In S6063, the driving direction and the area ratio of each target vehicle in the traffic parameter set fully describe the characteristics of the intersection deadlock event, and can be used for determining the intersection deadlock event.

S607: and determining whether an intersection deadlock event occurs according to the traffic parameter set.

Specifically, when the area ratio is greater than a preset area threshold value and the number of target vehicles in the mutually perpendicular driving directions is greater than a preset vehicle threshold value, it is determined that an intersection deadlock event occurs.

For example, when the area ratio of each target vehicle in the traffic parameter set is greater than 70%, and the number of target vehicles in two driving directions perpendicular to each other is greater than 30%, it is determined that an intersection deadlock event occurs at the target intersection.

The embodiment of the application provides a video-based intersection deadlock event detection method, which comprises the steps of automatically detecting an intersection deadlock event based on a traffic video stream of an intersection acquired in real time, detecting each target vehicle at a target intersection through a trained vehicle detection model, acquiring a traffic parameter set of the target intersection according to the detected driving direction and area ratio of each target vehicle, and further carrying out logic judgment on the intersection deadlock event by using the acquired traffic parameter set. Because at least one residual error unit in a vehicle detection model used by the method adopts partial channel random grouping convolution, the original information of partial channels in a vehicle characteristic diagram is kept in the characteristic extraction process, the recombination information of the partial channels in the vehicle characteristic diagram is also obtained, and the semantic information of vehicles in the extracted characteristic vector is enhanced, so that the vehicle detection accuracy is improved in intersections with dense vehicle distribution or shielding, and the detection accuracy of intersection deadlock events is improved; in addition, the vehicle detection model adopts a multilayer characteristic strengthening and fusing mode, reduces the sensitivity of the model to the vehicle posture, further improves the detection accuracy of the target vehicle in the intersection and the detection accuracy of the intersection deadlock event, is convenient for timely handling the intersection with the deadlock event, avoids the continuous accumulation of the vehicle at the intersection, improves the traffic efficiency of the vehicle in the intersection, effectively relieves the urban traffic jam, and reduces the occurrence rate of traffic accidents.

Referring to fig. 10, an effect diagram of detecting an intersection deadlock event is provided in the embodiment of the present application, where in a preset detection area marked by a thick solid line, a vehicle detection model provided in the embodiment of the present application can accurately detect a plurality of target vehicles, and according to a detected driving direction of each target vehicle and an area ratio in the preset detection area, it can accurately determine that an intersection deadlock event occurs at the intersection, and it is necessary to perform traffic diversion in time.
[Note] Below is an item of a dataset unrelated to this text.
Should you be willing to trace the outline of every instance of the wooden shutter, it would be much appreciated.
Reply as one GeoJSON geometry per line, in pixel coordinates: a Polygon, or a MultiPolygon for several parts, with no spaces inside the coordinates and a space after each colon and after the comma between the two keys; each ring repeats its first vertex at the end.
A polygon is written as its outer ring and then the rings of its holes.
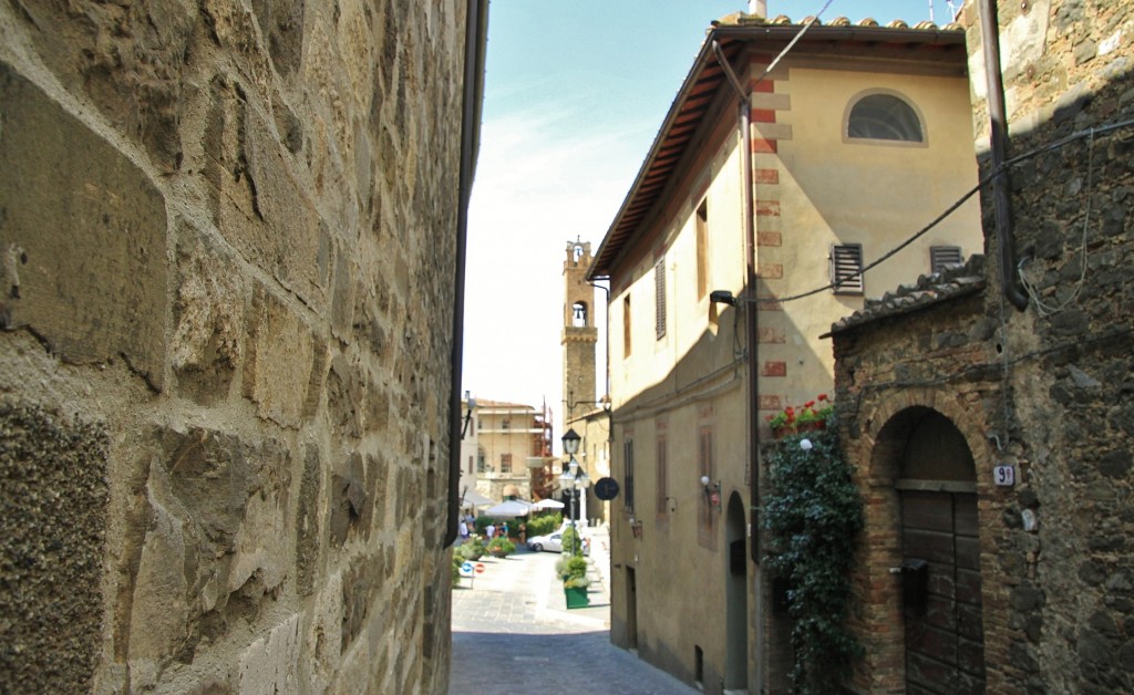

In some embodiments, after it is determined that an intersection deadlock event occurs, further, the detection device sends a prompt message to a downstream vehicle associated with the target intersection, and after receiving the prompt message, the downstream vehicle can re-plan a route or adjust a driving speed, so as to alleviate a congestion condition of the intersection, improve the normal operation efficiency of the target intersection, and avoid a traffic accident.

The method for detecting the intersection deadlock event based on the video can be applied to an intelligent traffic system, and automatic detection and real-time early warning of the intersection deadlock event are achieved. Under the condition that the multidirectional intersection enters the deadlock state, the method can quickly and accurately detect the deadlock event within 30s, improves the processing efficiency of the intersection deadlock event by 20 percent, and effectively maintains the normal running state of the traffic order.

Based on the same technical concept, embodiments of the present application provide a detection device, which can execute the method for detecting a video-based intersection deadlock event provided in the foregoing embodiments, and can achieve the same technical effect, and details are not repeated herein.

Referring to fig. 11, the detection apparatus includes a processor 1101, a memory 1102, and a communication interface 1103, where the communication interface 1103 and the memory 1102 are connected to the processor 1101 through a bus 1104, the memory 1102 stores computer program instructions, and the processor 1101 performs the following operations according to the computer program instructions stored in the memory 1102:

acquiring a traffic video stream of a target intersection through the communication interface 1103;

Optionally, the processor 1101 performs partial channel random grouping convolution on all or part of the feature maps in the feature map set to obtain a feature vector corresponding to each feature map, and the specific operation is:

and grouping and convolving the channels of the feature maps aiming at least one feature map in the feature map set, and recombining the last two thirds of the convolved feature map channels to obtain the feature vector corresponding to the feature map.

Optionally, the processor 1101 performs at least one multi-scale enhanced pooling operation on the feature map with the smallest scale in the feature map set to obtain a fused feature vector, where the specific operation is:

Optionally, the processor 1101 determines a traffic parameter set of the target intersection according to each detected target vehicle, and specifically performs the following operations:

Optionally, the processor 1101 determines whether an intersection deadlock event occurs according to the traffic parameter set, and the specific operation is:

Optionally, after determining that the intersection deadlock event occurs, the processor 1101 further performs the following operations:

sending prompt information to the downstream vehicle associated with the target intersection through the communication interface 1103, so that the downstream vehicle replans a route or adjusts the running speed according to the prompt information.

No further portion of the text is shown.